Saturday, October 15, 2011

For the pod

My day-off habit is to go for a walk or if I'm driving somewhere to listen in the car to the next instalment in the Gospel of Luke. This is I think the 93rd in the series.  Some of the most memorable being:

The Cost of Discipleship

Jesus vs Satan

Mary and Martha

Jesus calls the Twelve

Jesus and the Holy Spirit

The Bible is about Jesus

Jesus and Religion

Heaven and Hell

The latest is called Jesus sweats blood and just the title should tell you this is not a sermon for the faint-hearted- the second half is shocking and disturbing stuff if you are unfamiliar with the idea of the wrath of God. You have now been warned and as one or two in this series have done it made me think, pray and question very deeply about the lost, the mission of the church and the nature of God. Thousands are seemingly coming to listen to this sort of sermon (10k last weekend attended Mars Hill), particularly men, and are being saved and my question having listened to it is I suppose, "Why?" The message is so very hard for most of us to stomach. It is patently and intentionally un-user friendly and offers any listener stark truth (in fact is this not just the basic facts of the gospel that any evangelical knows but brutally articulated in a very direct and very un-English way. Mark Driscoll has a brash and aggressive manner which is quite horrifying to some. Differentiating the style from the content is important and working out which it is that offends us is part of this reflection)

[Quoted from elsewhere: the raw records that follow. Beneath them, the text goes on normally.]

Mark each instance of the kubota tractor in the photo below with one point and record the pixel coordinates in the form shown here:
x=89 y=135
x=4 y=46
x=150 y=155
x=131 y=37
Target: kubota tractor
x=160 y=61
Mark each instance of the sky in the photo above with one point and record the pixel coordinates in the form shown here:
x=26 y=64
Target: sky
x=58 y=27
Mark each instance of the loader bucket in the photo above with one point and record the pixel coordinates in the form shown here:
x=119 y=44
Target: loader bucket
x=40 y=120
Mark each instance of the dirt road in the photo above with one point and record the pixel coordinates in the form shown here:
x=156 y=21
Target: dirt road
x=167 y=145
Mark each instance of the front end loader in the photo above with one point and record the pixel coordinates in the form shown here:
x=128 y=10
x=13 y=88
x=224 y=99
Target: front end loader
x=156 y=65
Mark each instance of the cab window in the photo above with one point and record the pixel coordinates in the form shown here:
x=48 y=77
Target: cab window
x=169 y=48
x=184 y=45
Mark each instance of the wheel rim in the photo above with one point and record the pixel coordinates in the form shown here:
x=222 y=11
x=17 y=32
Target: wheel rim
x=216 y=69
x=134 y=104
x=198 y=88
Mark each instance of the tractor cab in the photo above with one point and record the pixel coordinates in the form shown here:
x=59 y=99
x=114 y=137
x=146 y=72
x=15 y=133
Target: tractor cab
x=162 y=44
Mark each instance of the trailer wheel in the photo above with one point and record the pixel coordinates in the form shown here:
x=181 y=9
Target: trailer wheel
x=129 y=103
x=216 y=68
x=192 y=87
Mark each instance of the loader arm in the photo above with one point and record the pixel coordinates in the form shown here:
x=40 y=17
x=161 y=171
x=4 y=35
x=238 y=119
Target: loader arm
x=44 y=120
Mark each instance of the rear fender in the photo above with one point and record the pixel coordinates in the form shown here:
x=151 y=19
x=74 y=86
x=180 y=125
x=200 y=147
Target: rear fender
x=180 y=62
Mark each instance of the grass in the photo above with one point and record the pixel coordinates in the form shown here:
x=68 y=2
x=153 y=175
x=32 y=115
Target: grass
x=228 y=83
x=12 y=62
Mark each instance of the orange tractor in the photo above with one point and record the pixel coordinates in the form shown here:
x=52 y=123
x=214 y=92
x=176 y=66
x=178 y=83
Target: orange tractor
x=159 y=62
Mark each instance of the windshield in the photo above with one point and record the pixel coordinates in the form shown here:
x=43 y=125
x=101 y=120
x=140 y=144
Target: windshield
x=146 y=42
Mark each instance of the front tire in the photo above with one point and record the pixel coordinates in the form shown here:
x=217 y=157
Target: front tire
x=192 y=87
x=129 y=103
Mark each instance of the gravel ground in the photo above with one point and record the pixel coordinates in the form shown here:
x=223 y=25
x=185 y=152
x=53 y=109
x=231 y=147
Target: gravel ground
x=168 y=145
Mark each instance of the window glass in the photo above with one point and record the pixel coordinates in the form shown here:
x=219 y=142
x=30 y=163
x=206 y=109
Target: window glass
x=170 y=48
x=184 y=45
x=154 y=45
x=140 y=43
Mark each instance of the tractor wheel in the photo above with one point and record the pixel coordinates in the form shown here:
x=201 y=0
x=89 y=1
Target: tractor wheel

People are coming though to hear this by the thousand nonetheless and downloading these sermons in their droves, many of them onto the iPods of the UK. People I respect and value are greatly blessed by the teaching from Mars Hill, yet others find it overly macho, aggressive and lacking some of the fruits of the Spirit you might hope to see when someone is speaking about Jesus. One Vicar pal who listened to this sermon thought it was one of the most powerful he has ever heard and another thought the things he heard were truly dreadful and disgusting. The sermon Tough and Tender speaks to this and in many ways I have found my passion for Jesus stirred and helped but for others the reverse is clearly true. Books such as Rid of my Disgrace (an overview of the ministry to abused and raped women of whom they have about 2500 @ Mars Hill) and Redemption attest to some of the fruit of the ministry at Mars Hill. I want to spend a little time reflecting on these things.


Lloyd-Jones said:
We shall never have an adequate conception of the greatness of this salvation unless we realize something at any rate of what we were before this mighty power took hold of us, unless we realize what we would still be if God had not intervened in our lives and had rescued us.
In other words, we must realize the depth of sin, what sin really means, and what it has done to the human race.

(H/T What's best next)

Here are my thoughts on this sermon. First, have we perhaps become so Marcion as a church that we find it hard to hear about the different sides of the character of God? A wrathful God (read about the Passover or Joshua if you need reminding) does not play easily to our western, secular and increasingly liberal sensibilities. What we want is a 'laissez-faire do what you like on your terms God' but what if that is not actually what God is like? Perhaps it also explains why there is so little mission to the lost going on. It's why in the C of E our most pressing issue is The Covenant and not how to engage in mission for the salvation of souls in our land. If God is 'nice' and 'relaxed' rather than holy there is likely to be far less urgency to share the gospel and far less recognition that making such an effort to share it is truly a matter of consequence. Mission if you take scripture seriously is literally a matter of life and death and with that backdrop Jesus commands 'Therefore go.....' Are we not going because we don't actually believe Him? Is this why Christians like me who sing what people call 'happy-clappy songs' on a Sunday often rarely speak of Jesus to their friends and colleagues and families on Monday? Are sermons like this one a form of modern-day Jonathan Edwards preaching that shake the bride with uncomfortable truths , as Sinners in the hands of an angry God shook people but at the same time ushered in the first Great Awakening? (but you might not think these are doctrinal truths or that they are a distortion of them which is of course your prerogative).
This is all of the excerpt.